Aviles, Amandine, Boulogne, Isabelle, Durand, Nicolas, Maria, Annick, Cordeiro, Alexandra, Bozzolan, Françoise, Goutte, Aurélie, Alliot, Fabrice, Dacher, Matthieu, Renault, David, Maibeche, Martine, Siaussat, David
Chemosphere 2019 v.215 pp. 725-738
Spodoptera littoralis, adults, aquatic insects, body weight, ecdysteroids, endocrine-disrupting chemicals, excretion, food consumption, genes, instars, larvae, metabolites, metamorphosis, mortality, moths, phthalates, reproduction, signal transduction, steroid hormones, vertebrates
Di (2-ethylhexyl) phthalate (DEHP) is recognized in vertebrates as an Endocrine Disrupting Chemical (EDC).
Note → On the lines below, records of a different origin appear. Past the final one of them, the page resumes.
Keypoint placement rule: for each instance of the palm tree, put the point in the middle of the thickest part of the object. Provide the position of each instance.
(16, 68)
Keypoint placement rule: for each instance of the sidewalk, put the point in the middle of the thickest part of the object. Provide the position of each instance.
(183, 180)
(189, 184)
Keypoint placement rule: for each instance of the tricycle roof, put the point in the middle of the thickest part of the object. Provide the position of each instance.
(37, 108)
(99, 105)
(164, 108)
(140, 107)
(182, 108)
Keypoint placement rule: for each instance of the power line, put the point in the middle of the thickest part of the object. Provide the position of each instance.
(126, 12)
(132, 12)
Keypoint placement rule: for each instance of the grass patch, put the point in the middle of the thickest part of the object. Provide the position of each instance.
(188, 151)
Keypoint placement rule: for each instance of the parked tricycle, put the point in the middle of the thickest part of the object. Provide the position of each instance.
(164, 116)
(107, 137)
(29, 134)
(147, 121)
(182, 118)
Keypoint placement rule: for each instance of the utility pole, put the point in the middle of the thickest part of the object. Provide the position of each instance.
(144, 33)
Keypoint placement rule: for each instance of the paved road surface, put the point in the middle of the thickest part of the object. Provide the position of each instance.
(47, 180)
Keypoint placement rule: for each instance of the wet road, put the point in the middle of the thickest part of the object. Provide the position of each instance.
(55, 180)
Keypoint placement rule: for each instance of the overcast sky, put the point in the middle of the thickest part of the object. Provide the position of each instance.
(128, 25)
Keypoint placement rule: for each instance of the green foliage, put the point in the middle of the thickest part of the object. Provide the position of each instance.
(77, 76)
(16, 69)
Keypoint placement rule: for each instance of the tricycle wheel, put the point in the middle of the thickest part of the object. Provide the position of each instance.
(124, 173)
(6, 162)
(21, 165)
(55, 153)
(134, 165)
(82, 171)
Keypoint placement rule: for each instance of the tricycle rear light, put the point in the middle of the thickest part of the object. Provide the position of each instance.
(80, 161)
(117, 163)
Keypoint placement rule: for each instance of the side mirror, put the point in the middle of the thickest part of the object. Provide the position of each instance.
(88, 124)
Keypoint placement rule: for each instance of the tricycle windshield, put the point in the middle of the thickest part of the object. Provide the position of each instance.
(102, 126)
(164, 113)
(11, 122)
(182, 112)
DEHP can alter steroid hormones production, development, reproduction and behavior in vertebrates. Only few studies investigated DEHP effects on insects. However, some recent studies on aquatic insects showed that DEHP could also act as an EDC by interfering with the signaling pathways of ecdysteroids, the main hormones involved in the control of insect post-embryonic development and physiology. The aim of the study was to investigate (1) the fate of DEHP within a terrestrial insect species by exposing larvae to food containing a wide range of DEHP concentrations and (2) the effects of this chemical on their post-embryonic development and metamorphosis, by using a multi-level approach. DEHP was shown to be present both in larvae and resulting stages, with higher concentrations in chrysalises and adults than in larvae. DEHP concentrations also decreased at the end of the last larval instar, suggesting the metabolic transformation or excretion of this chemical during this time. Only the two highest DEHP doses induced higher insect mortality, whereas low and intermediate concentrations increased larval food consumption without affecting body weight. Metabolic profiles showed that in control insects, the last three days before metamorphosis correspond to a metabolic transition, but with time-dependent changes in treated insects. Interestingly, DEHP treatments also alter both hemolymphatic ecdysteroid titers and expression levels of ecdysteroid response genes. These results confirm that DEHP can alter insect post-embryonic development and metamorphosis, by interfering with ecdysteroid pathways.